The binary content is not extracted by Content Classification text extractors; it
is sent directly to a decision plan without filtering. Use the Binary data
type only with the advanced decision plan action called Use
binary callback.
- Create associated document property fields
- Specifies that the system is to automatically create metadata
fields that contain information about the document. The following
document property fields are created:
- MIME type (such as TXT, HTML, and PDF)
- Character set (the document encoding, such as Windows-1252 or
UTF-16)
- Language (the language of the source text)
- File extension
- File name
These document properties are not used for text extraction. They
are concatenated to a single field called Binary_Field_Name.Properties.

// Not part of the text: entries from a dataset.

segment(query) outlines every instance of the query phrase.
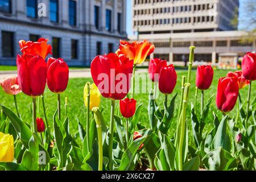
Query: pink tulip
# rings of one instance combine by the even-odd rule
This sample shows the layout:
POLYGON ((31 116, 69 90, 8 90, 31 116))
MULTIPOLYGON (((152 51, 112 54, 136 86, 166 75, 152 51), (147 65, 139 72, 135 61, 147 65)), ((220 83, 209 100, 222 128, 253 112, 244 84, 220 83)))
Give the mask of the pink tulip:
POLYGON ((16 95, 22 92, 18 83, 16 76, 8 77, 1 80, 0 85, 3 90, 9 94, 16 95))

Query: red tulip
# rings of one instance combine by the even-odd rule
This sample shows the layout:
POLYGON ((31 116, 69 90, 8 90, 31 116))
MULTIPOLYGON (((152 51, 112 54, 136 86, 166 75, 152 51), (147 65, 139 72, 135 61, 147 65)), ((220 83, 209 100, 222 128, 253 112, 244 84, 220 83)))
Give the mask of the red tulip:
POLYGON ((125 118, 131 118, 135 114, 136 110, 137 101, 133 98, 125 98, 123 100, 120 100, 120 111, 122 115, 125 118))
POLYGON ((239 87, 237 78, 220 78, 218 84, 216 105, 219 110, 228 113, 237 103, 239 87))
POLYGON ((18 55, 16 61, 18 82, 26 94, 36 97, 42 95, 46 84, 47 64, 39 56, 18 55))
POLYGON ((213 79, 213 69, 210 65, 201 65, 197 67, 196 85, 200 90, 207 90, 212 85, 213 79))
POLYGON ((248 52, 242 61, 243 76, 246 80, 256 80, 256 53, 248 52))
POLYGON ((46 126, 42 118, 36 118, 36 125, 38 126, 38 131, 39 133, 43 133, 44 131, 46 126))
MULTIPOLYGON (((138 131, 135 131, 134 133, 133 134, 133 140, 135 140, 138 138, 140 138, 142 137, 142 135, 139 133, 139 132, 138 131)), ((139 147, 139 150, 140 150, 141 148, 142 148, 142 147, 144 146, 144 144, 142 144, 139 147)))
POLYGON ((159 90, 165 94, 174 91, 177 83, 177 73, 172 64, 163 67, 159 75, 159 90))
POLYGON ((20 51, 24 55, 39 55, 46 59, 48 54, 52 54, 52 46, 47 44, 47 41, 48 39, 44 38, 40 38, 35 42, 21 40, 19 42, 20 51))
POLYGON ((68 86, 69 69, 61 58, 50 57, 47 62, 47 85, 51 91, 60 93, 68 86))
POLYGON ((160 71, 162 68, 167 66, 167 61, 162 60, 159 58, 151 59, 150 61, 148 66, 148 73, 150 74, 150 79, 152 81, 158 82, 160 71), (155 80, 156 78, 157 80, 155 80))
POLYGON ((96 56, 92 61, 90 72, 103 97, 119 100, 130 90, 133 69, 133 60, 111 53, 96 56))
POLYGON ((118 55, 124 55, 130 60, 133 60, 134 64, 143 63, 147 56, 150 55, 155 50, 155 46, 147 40, 134 41, 131 44, 128 42, 120 40, 120 46, 117 51, 118 55))
POLYGON ((237 78, 240 89, 242 89, 246 85, 250 84, 250 81, 245 79, 241 71, 238 71, 236 72, 228 72, 226 76, 229 77, 237 78))
POLYGON ((0 80, 0 85, 5 93, 9 94, 16 95, 21 92, 16 76, 10 76, 0 80))

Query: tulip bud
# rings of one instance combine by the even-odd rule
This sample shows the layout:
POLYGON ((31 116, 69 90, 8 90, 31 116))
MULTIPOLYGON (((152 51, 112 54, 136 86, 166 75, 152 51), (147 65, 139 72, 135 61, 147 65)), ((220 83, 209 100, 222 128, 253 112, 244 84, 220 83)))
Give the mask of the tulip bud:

The value of this field can be used by a decision plan.
- Numeric
- Identifies a content field that contains numbers.
- Text
- Identifies a content field that contains text.
- Document
- Identifies a content field that contains raw data extracted
from binary documents such as Microsoft Word files, PDF files, and
HTML files by using Content Classification text
extractors. When the data type is set to Document,
the content type is set automatically to None.
For
single-value fields, this data type is reserved for Content Classification applications that use
the AnalyzeText, CreateTextBinary,
and SuggestBinary API functions. For multiple-value
fields, this data type is reserved for Decide, DecideFeedback, SuggestDocument, CreateTextDocument,
and AnalyzeTextDocument API functions.
- Create associated document property fields
- Specifies that the system is to automatically create metadata
fields that contain information about the document. The following
document property fields are created:
- MIME type (such as TXT, HTML, PDF, and so on)
- Character set (the document encoding, such as Windows-1252 or
UTF-16)
- Language (the language of the source text)
- File extension
- File name
- DocumentProperty
- Identifies a content item field that contains information
about the document. When the data type is set to DocumentProperty,
the content type is set automatically to None.
Content type
The
content type specifies the role or purpose of the field and defines
the type of natural language processing that is applied to the field.
The following content types are supported. You can also configure
the system to include custom content types by importing and exporting
language customization data.
- Body
- Identifies a content item field that contains the main text of
the document, such as the body of a document in an enterprise content
management repository, the body of an email message, or the body of
an attachment.
- DocTitle
- Identifies a content item field that contains the document title.
- None
- This content type is assigned automatically to Document and DocumentProperty data
types, and you cannot change the value.
- Other
- Identifies a content item field that does not match one of the
other content type options.
- PlainText
- Identifies a content item field that contains textual content.
This option is recommended for documents in an ECM repository.
- Sender
- For email content only. Identifies a content item field that contains
an email address, such as Sender, From, CC, or To fields.
- Subject
- For email content only. Identifies a content item field that contains
the subject of an email message, such as a Subject field.